= Masonic Child Identification Programs =

Charitable initiative by North American Masonic lodges

Masonic Child Identification Programs (CHIP) are a charitable initiative by North American Masonic lodges to aid in the identification and recovery of missing children. CHIP programs are supported monetarily at the Grand Lodge level, and are staffed by volunteers from subordinate lodges as well as law enforcement and dental professionals.

The CHIP programs allow parents the opportunity to create a kit of identifying materials for their child, free of charge. The kit contains a fingerprint card, a physical description, a VHS tape, computer disk, or DVD of the child, a dental imprint, and a DNA sample. The purpose of the kit is to provide critical information to the public and to law enforcement in the event that a child is reported missing. The program has been lauded by the National Center for Missing and Exploited Children.

The VHS tape or DVD, besides a video capturing appearance and voice, includes data tailored to the child's age group that can assist in finding children who might be missing for reasons besides abduction.

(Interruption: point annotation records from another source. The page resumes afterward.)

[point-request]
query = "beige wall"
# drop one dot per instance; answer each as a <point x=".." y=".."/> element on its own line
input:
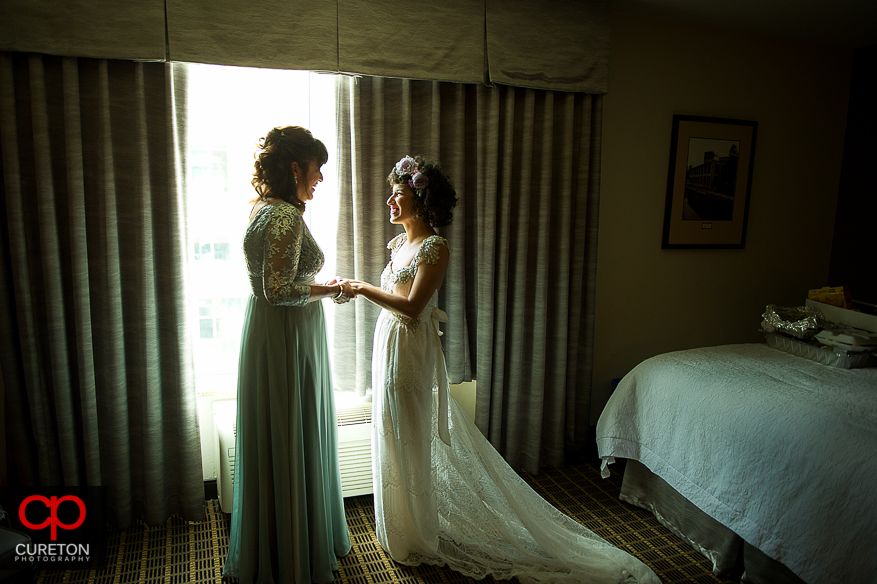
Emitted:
<point x="649" y="300"/>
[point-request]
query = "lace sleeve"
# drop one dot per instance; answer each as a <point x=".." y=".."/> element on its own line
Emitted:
<point x="283" y="238"/>
<point x="430" y="249"/>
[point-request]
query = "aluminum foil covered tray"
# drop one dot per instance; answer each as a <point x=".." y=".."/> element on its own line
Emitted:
<point x="801" y="322"/>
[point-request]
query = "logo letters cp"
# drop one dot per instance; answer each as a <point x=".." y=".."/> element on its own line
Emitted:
<point x="52" y="505"/>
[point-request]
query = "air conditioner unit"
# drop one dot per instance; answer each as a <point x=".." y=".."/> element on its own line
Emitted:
<point x="224" y="432"/>
<point x="354" y="449"/>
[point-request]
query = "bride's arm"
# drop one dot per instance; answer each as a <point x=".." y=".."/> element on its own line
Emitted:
<point x="426" y="282"/>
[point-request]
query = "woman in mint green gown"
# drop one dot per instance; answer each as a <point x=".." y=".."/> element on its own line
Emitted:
<point x="287" y="522"/>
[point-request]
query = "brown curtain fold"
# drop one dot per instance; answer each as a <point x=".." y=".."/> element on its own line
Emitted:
<point x="520" y="286"/>
<point x="95" y="352"/>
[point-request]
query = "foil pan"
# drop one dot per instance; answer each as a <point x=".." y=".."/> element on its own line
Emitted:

The Masonic Child ID Program has been referenced by state and local law enforcement agencies as their model for establishing this service. The difference between Masonic CHIP and others is that municipal and law enforcement agencies typically place all data that is collected (including fingerprints) into a database. The Masonic Child ID Program operates with strict confidentiality, with all data on portable computers being removed from systems immediately after the DVD data has been written. If the DVD or VHS tape is lost, a parent or guardian must attend another Masonic Child ID event to obtain a new copy.